By Giridhar Yasa, Chief Technology Officer, Lendingkart
In 2021, the average cost of data breaches caused the fintech industry more than US$ 5.72 billion, as per the IBM Cost of Data Breach Report 2021.
Looking towards the future as evidenced by growth across various categories, especially in digital lending – we could all be virtually looking at a tech pandemic on the horizon.
The financial damage is huge for fintech start-ups, which might never recover from the severe consequences due to a lack of security technologies and controls.
For miscreants, an industry that is sitting on the bed of innovation and technological advances is the proverbial “El Dorado” – where opportunities to exploit security gaps are as bright as gold! Today sophisticated fraudulent activities no longer require a special skill-set.
What could these be?
- Social engineering attacks, scams, and even identity theft by threat actors
- Breaches leading to targeted attacks, causing financial loss – a death-kneel of sorts for a fledgling company
Most industries are at risk for data theft, but companies invested in financial services are most vulnerable.
The last two years have also seen a complete overhaul in the work setup. While companies are setting foot and preparing for hybrid working models, they are even more focused on strengthening their cyber security framework. Models such as zero trust for API first environments are becoming more common.
Everyday thousands of data points a re collected at different interventions by fintech/bank/financial institutions. Today, the financial sector aims to personalize the customer experience at different touchpoints, for which data collection is on a rise. Fintechs use big data to understand the needs of the customers on a one-to-one basis, to cross-promote products, upsell, and more importantly reach out to customers at the right time with the right message, understand their spending needs and expand the services offered to them. Data backing quite sensitive in nature.

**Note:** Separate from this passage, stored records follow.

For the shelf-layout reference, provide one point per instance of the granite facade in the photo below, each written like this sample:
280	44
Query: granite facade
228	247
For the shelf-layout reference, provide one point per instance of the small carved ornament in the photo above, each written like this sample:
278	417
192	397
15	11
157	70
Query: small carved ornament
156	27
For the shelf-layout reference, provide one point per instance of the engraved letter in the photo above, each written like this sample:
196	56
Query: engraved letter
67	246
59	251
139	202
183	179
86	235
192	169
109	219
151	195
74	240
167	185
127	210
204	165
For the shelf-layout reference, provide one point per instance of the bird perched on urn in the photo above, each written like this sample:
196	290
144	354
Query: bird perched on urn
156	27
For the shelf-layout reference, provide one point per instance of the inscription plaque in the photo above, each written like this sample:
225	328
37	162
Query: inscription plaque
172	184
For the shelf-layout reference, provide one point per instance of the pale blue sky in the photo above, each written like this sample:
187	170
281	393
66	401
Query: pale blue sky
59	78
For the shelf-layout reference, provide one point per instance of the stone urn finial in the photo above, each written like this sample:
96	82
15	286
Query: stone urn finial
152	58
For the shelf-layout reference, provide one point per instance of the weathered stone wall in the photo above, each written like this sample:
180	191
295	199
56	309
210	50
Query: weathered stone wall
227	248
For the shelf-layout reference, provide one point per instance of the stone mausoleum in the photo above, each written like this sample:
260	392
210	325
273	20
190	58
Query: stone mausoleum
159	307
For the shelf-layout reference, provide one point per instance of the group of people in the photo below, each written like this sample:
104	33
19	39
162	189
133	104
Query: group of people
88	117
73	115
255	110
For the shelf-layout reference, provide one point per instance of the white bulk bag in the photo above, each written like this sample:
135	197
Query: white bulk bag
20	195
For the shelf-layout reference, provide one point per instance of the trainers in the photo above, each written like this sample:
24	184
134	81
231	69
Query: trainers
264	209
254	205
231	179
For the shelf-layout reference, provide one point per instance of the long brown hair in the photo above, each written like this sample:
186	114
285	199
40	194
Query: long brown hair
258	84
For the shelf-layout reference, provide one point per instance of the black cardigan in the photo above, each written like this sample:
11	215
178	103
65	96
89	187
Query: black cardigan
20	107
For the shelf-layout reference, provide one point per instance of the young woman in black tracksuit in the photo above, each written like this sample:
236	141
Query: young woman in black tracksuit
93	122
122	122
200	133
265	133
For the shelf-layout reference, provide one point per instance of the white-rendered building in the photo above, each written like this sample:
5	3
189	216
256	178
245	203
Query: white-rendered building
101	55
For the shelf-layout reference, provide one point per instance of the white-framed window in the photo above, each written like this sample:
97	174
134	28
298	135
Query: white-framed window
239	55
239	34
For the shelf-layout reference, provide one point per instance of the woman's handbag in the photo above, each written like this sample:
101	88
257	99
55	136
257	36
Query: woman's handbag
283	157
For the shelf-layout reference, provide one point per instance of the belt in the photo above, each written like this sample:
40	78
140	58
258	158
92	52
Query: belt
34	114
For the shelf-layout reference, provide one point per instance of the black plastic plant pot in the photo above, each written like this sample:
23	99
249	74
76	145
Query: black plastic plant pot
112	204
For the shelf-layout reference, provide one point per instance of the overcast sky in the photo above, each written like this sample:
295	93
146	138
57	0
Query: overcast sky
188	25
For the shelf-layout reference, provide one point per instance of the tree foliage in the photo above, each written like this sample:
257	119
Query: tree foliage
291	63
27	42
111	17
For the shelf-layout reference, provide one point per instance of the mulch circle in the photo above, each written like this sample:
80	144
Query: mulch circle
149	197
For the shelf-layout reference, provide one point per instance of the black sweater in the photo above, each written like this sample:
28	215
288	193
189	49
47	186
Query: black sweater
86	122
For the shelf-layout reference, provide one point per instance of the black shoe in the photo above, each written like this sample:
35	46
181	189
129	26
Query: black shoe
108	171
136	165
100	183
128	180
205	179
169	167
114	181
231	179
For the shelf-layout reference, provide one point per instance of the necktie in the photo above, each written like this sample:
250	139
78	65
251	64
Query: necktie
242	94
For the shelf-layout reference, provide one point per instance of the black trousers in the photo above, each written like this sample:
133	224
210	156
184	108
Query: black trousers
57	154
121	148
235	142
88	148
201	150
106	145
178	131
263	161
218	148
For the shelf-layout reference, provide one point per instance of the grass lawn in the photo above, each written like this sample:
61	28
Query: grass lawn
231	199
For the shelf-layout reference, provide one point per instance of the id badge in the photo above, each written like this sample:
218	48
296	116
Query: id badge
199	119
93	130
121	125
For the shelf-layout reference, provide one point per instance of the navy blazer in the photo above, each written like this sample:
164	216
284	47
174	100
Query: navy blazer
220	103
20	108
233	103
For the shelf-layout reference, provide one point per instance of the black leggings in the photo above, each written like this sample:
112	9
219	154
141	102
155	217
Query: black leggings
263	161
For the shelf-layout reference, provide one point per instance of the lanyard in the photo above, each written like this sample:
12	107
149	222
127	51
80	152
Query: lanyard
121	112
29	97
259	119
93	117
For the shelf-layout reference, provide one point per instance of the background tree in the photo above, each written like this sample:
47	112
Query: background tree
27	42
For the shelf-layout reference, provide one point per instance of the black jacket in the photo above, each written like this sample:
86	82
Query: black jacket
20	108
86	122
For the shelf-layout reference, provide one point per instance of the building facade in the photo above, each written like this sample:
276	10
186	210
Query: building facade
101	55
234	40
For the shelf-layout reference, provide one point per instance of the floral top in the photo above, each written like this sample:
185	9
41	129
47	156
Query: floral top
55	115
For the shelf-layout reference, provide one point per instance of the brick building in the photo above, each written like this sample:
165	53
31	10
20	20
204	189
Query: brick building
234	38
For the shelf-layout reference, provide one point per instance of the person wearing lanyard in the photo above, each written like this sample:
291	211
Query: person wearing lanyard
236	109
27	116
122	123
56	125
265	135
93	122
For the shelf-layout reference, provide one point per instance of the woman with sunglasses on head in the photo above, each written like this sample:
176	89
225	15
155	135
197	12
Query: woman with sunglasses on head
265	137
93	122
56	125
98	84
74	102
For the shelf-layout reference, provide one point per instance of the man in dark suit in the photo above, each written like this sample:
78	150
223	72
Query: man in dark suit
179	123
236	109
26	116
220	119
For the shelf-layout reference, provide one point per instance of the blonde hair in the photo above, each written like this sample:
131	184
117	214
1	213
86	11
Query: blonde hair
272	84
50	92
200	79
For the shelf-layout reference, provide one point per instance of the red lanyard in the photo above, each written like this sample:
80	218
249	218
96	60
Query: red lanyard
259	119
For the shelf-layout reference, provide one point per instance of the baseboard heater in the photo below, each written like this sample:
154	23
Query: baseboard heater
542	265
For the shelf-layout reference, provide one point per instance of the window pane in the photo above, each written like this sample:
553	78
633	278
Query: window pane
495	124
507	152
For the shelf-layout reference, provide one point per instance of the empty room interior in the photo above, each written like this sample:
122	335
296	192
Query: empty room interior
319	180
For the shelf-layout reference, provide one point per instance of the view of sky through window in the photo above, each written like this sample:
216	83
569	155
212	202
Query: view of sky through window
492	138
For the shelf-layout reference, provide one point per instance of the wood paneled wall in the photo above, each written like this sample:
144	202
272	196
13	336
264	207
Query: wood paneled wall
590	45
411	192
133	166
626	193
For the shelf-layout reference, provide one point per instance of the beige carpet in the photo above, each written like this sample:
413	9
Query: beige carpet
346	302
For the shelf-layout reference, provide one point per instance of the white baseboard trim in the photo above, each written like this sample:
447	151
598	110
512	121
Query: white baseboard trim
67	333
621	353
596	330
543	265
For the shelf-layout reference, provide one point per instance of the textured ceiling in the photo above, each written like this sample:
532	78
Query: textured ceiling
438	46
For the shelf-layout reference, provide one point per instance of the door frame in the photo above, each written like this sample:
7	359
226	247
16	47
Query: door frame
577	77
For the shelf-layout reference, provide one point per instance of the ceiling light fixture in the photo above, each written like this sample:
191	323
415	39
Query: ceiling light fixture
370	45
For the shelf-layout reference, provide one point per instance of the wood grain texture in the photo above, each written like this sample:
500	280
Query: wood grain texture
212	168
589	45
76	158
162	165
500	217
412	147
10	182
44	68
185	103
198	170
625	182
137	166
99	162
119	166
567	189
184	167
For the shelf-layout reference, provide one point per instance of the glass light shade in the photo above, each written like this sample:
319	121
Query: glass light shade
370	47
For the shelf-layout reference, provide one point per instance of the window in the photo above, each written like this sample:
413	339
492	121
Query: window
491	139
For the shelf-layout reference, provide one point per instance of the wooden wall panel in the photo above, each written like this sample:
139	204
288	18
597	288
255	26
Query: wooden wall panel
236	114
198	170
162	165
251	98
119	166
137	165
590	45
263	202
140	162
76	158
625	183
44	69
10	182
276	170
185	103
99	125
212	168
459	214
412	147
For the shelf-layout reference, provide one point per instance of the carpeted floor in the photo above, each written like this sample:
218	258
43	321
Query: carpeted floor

As more services are going online, enterprises will gather huge volumes of customer data to gain insights. Some of this data includes personally identifiable, financial, and other information. The Account Aggregator ecosystem implemented by Sahamati (Niti Aayog) is a fine example of building a scalable system of information sharing that is encrypted and fully secure. we have processed more than 54k statements in the past six months (of the 100k that exists in the ecosystem) with prior user consent through our Account Aggregator setup.
Following are some of the most common security concerns for fintech companies
Data Security is the topmost security concern for any fintech company. With customer data such as personal information, bank statements, and company details, fintech companies are a top target for the hackers. In this industry, Companies should ensure that the customer data is protected. Cloud-native is a new way of architecting the applications and infrastructure, these cloud technologies allow for accessibility and scalability and use principles of defense in depth. With such technology rapidly changing the face of data storage, cloud security is a big chapter for fintech companies.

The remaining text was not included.